Anno manages to turn elements of the original into a crazy mix of pop-art, kitsch, the grotesque and goofy humour, somehow finding just the right mixture ratio to make the film work as something beyond mere camp. There’s a sense of fun, often actually funny humour and an exuberance surrounding the proceedings that does curious things with the film’s crazy and grotesque side, turning the whole affair into one of the more charming pictures you’ll see in whatever week you watch it.
The Serpent’s Egg (1977): This is generally treated as Ingmar Bergman’s Big Failure (yes, with capital letters) but I don’t agree with that assessment at all. To me, the film seems to do exactly what it sets out to do, show the Weimarer Republik as a sort of hellish state of mind, filled with increasingly bizarre elements like the onset of the insanity that would become the so-called Third Reich. The people in the film can hardly communicate with one another, their actors only given the choice to emote either with very emphatic lacks of expression or through over-heated hysteria, which is of course no communication at all.

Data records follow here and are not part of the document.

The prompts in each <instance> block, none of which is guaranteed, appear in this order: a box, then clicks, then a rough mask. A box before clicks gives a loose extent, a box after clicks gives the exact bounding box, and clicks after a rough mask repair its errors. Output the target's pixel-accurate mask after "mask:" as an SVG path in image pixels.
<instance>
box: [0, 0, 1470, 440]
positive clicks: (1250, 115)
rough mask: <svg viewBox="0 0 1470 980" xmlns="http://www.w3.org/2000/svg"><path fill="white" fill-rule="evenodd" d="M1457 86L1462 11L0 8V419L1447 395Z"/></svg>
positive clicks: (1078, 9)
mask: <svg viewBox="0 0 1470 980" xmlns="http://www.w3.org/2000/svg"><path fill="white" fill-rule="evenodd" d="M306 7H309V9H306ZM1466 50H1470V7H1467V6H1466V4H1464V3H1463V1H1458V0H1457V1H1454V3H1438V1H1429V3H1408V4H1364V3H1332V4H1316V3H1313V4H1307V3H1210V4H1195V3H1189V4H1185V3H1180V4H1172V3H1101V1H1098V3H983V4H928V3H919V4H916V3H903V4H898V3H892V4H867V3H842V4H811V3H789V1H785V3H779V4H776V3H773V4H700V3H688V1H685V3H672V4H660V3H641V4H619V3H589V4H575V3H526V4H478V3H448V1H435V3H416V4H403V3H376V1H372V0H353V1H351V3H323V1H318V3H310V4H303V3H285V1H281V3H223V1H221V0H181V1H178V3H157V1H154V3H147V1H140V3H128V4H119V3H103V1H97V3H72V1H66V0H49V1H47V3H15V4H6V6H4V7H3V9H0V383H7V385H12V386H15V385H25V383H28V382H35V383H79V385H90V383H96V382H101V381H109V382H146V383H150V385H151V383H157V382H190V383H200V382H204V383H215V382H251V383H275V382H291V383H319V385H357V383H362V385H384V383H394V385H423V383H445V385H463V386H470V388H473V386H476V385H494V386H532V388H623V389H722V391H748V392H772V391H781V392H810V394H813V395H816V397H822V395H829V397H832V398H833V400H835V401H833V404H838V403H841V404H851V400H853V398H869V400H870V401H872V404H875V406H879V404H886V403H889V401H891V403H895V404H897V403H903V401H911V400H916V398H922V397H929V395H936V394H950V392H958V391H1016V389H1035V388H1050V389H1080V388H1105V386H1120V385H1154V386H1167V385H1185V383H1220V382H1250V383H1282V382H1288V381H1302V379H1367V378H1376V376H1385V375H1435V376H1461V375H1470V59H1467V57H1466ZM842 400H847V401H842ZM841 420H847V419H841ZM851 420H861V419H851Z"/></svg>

The film’s an often unpleasant experience, slowly dragging itself along like any good economic crisis does, only waking up for moments of ever increasing unpleasantness, sometimes bordering on the sort of thing that the exploitation movies I talk about more often would indulge in, yet filmed with a palpable sense of revulsion those films can’t afford. Nobody ever said films about people getting crushed by the wheels of history should be a pleasant experience.